★
Directed by Segun Williams
Starring Cuppy Otedola, Martin O’Whyte, Tope Adeloye
Animated Film Review by Andrew Galvin
This is not an easy review to write. The creators of animation The Secret Princess have posted copious behind the scenes footage on YouTube, to show just how much work has gone into its production. Director Segun Williams is on a quest to tell an African love story with very little money.
It’s a shame then that there is nothing to recommend the film, and hard work behind the scenes does not change that. And it’s not just because of the low budget: yes the animation is abysmal, looking like a dreadful cut-scene from a cheap 90s video game. Yes, the voice acting and sound effects sound like they were recorded down the world’s longest well. Yet all of this is forgivable. What isn’t however, is that The Secret Princess is a dreary film that is utterly broken from the foundations up.
Telling the story of a king’s child swapped with that of a villager at birth, very little of the storytelling adds up or makes any sense. From the start, the film’s narration is muddled, jumping from character to character to, for some reason, a talking parrot. This means the film’s central voice is lost. The Secret Princess is clearly aiming at a very young audience, but the narrative lines are so smudged—characters appear and disappear across huge chunks of the film—that it’s hard to keep track of who everyone is in a very basic story. Far from budget, the blame here lies with poor screenwriting and wrong-headed directorial focus.

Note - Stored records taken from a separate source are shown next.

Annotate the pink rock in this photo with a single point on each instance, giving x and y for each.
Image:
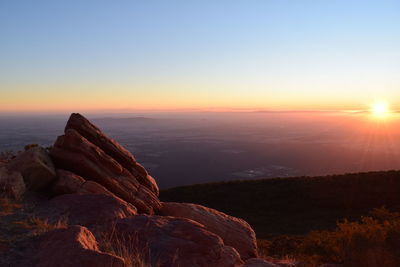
(11, 183)
(35, 166)
(75, 153)
(173, 242)
(90, 210)
(111, 148)
(67, 183)
(70, 183)
(235, 232)
(72, 247)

Then we get to the voice cast, who are, to put it kindly, rather inconsistent. A few, such as Sade’s mother, do a decent job and sound at least halfway professional. Other voice actors never seem to have read words before: half mumble their way through; others use emphasis strangely, meaning the wrong words are stressed in the wrong places. It doesn’t help that several audio guffs—fluffed lines, microphones being knocked, varying levels of echo when characters are standing next to each other—have made it through the edit. It all adds up to a feeling that the film is unfinished and needs another six months in post-production to sort out these problems and develop an editing style that doesn’t feel like a 94 minute movie trailer.
It’s worth bearing in mind that many stellar directors have made dreadful first steps into the industry (James Cameron’s Piranha Part Two: The Spawning, anyone?), but it’s hard to see a bright future from a film this slapdash, dull and badly directed. However, if Williams does make it, this is one Princess he may wish to keep a Secret for as long as possible.